Ваш замечательный друг палеонтолог Ёлкин верил, как и герои романа «Чевенгур», в вечную праздничность будущего. В отличие от чевенгурцев, однако, Ёлкин не думал, что этот праздник придет сам собой, он опасался многих проблем и, самое главное, был увлечен замечательным делом, которому отдавал жизнь. Мечта о будущем празднике не заслоняла для него значение и интерес настоящего дела, в котором и реализовалась его личность. Более того, думаю, что Ёлкин был неслабым палеонтологом и хорошим другом не только не благодаря, но и вопреки этой разделяемой им всенародной мечте.
Сахарный идеал будущего как сплошного праздника хуже, чем просто поверхностен: этот футуристический китч депрессивен, аморален и деструктивен. Он депрессивен, ибо тяжесть и трагедия жизни, которые всегда с нами, предстают роковыми случайностями, обессмысливающими всю жизнь. Он аморален: порождая образ человека, ущемленного непопаданием на праздник будущего, прозябающего на его задворках и лишь унавоживающего собой почву будущих садов, этот идеал дает ход потоку обид и претензий к людям и Богу. Этот поток, в свою очередь, враждебен этике ответственности, труда, благодарности и самопожертвования, питая озлобленность и цинизм. И наконец, такой образ будущего социально деструктивен, ибо ни семейные, ни деловые связи на аморальном базисе выстроены быть не могут. Общество, где доминирует идеал будущего как праздника, может представлять собой лишь комбинацию войны всех против всех, мафиозности и тирании.
А как же тогда жив Запад с его потребительским раем, внушаемым со всех рекламных картинок? — могут меня спросить.
Ну, Запад пока еще жив, несмотря на натиск этого китча.
Он жив, благодаря старым своим корням, старой религии благодарности и жертвы, которая отнюдь не сошла со сцены, хотя и теснима.

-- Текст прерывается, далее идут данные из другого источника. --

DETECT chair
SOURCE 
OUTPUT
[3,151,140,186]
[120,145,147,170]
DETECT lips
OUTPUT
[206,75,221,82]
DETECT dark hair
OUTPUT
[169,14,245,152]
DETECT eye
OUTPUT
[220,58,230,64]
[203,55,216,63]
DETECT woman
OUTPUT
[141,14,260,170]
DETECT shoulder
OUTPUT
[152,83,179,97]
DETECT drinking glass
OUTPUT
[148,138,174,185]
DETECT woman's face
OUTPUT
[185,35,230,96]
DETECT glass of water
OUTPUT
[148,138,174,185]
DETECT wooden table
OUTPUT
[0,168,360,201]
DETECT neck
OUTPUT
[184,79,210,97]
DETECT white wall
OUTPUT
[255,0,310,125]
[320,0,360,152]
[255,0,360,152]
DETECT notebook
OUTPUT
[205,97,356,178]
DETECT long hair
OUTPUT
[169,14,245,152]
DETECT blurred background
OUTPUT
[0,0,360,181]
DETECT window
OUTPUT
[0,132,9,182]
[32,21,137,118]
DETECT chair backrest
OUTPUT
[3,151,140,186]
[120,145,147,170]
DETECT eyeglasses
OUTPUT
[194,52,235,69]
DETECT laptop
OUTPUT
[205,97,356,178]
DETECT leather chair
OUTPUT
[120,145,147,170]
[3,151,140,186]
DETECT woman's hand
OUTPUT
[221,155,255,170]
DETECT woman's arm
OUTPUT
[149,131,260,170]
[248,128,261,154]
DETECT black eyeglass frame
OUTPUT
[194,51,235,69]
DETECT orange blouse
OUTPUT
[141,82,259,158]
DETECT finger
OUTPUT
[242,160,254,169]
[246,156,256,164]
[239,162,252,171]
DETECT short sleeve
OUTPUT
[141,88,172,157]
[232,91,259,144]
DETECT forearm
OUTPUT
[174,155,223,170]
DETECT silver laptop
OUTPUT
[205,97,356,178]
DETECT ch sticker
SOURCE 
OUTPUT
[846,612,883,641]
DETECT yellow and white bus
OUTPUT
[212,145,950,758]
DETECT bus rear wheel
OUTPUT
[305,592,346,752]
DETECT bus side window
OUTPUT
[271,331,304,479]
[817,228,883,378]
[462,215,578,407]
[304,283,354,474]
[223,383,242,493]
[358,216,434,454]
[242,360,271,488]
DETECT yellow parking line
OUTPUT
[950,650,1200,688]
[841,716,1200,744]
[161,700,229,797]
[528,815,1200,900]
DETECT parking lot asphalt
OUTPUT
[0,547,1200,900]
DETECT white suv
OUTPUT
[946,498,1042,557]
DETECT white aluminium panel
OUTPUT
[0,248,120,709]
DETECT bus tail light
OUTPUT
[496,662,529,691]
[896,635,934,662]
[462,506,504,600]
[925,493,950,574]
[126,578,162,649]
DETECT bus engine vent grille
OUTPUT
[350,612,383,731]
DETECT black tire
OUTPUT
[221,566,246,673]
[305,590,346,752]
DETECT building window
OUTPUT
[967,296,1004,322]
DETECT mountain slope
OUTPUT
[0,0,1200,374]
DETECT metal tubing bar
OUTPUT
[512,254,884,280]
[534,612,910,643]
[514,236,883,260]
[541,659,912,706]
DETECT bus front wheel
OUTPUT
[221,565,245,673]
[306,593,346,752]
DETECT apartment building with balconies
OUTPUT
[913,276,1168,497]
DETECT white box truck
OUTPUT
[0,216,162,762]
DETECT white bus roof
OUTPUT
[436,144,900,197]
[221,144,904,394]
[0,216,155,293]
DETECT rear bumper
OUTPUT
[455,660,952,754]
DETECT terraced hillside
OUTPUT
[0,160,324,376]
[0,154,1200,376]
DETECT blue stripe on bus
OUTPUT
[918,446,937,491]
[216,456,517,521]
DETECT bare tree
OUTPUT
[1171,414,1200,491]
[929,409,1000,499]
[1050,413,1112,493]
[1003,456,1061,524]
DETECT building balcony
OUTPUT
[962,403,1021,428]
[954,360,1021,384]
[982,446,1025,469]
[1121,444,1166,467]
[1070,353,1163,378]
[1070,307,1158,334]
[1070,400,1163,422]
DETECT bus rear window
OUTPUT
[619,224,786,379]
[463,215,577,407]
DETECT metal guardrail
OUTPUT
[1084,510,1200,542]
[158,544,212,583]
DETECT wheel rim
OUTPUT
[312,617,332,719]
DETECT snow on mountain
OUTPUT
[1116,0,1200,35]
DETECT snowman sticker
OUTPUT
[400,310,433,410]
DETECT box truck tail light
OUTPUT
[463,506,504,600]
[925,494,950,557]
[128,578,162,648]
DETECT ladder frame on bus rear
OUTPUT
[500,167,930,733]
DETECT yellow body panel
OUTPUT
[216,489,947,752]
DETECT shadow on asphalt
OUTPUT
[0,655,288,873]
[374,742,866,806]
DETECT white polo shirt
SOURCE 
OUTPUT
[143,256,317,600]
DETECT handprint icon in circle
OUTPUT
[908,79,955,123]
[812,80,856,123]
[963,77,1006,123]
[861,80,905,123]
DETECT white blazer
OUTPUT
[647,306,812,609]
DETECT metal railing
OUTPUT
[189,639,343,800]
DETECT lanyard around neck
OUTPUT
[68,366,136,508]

Недаром плодотворнейшей страной современности является одна из тех, где христианство особенно сильно, где Библия по-прежнему особо читаема…
Возвращаясь к тому, с чего начал, могу суммировать: творческий дар составляет саму сущность человечества; в условиях его развития раскрывается смысл страданий и смысл истории. Упомянутая вами опасность полной утраты человечеством этого дара меня может лишь пугать, как бессмысленный кошмар, которого много чего допускающий Бог, верю, не допустит.
Таким открывается будущее в моей глобальной картине.
Картина эта, постепенно раскрывающаяся в нашей переписке, есть некий пазл, складываемый мною в течение всей жизни. Важнейшими принципами указанного складывания являются учет главных составляющих, недопущение бессмысленности картины и требование сильнейшей критики. Я благодарен всем, кто ищет лучшие ходы не только за моих белых, но и за моих черных; лишь при таком поиске партия и важна. Так что, огромное спасибо вам, дорогой Геннадий Мартович, за все ваши письма!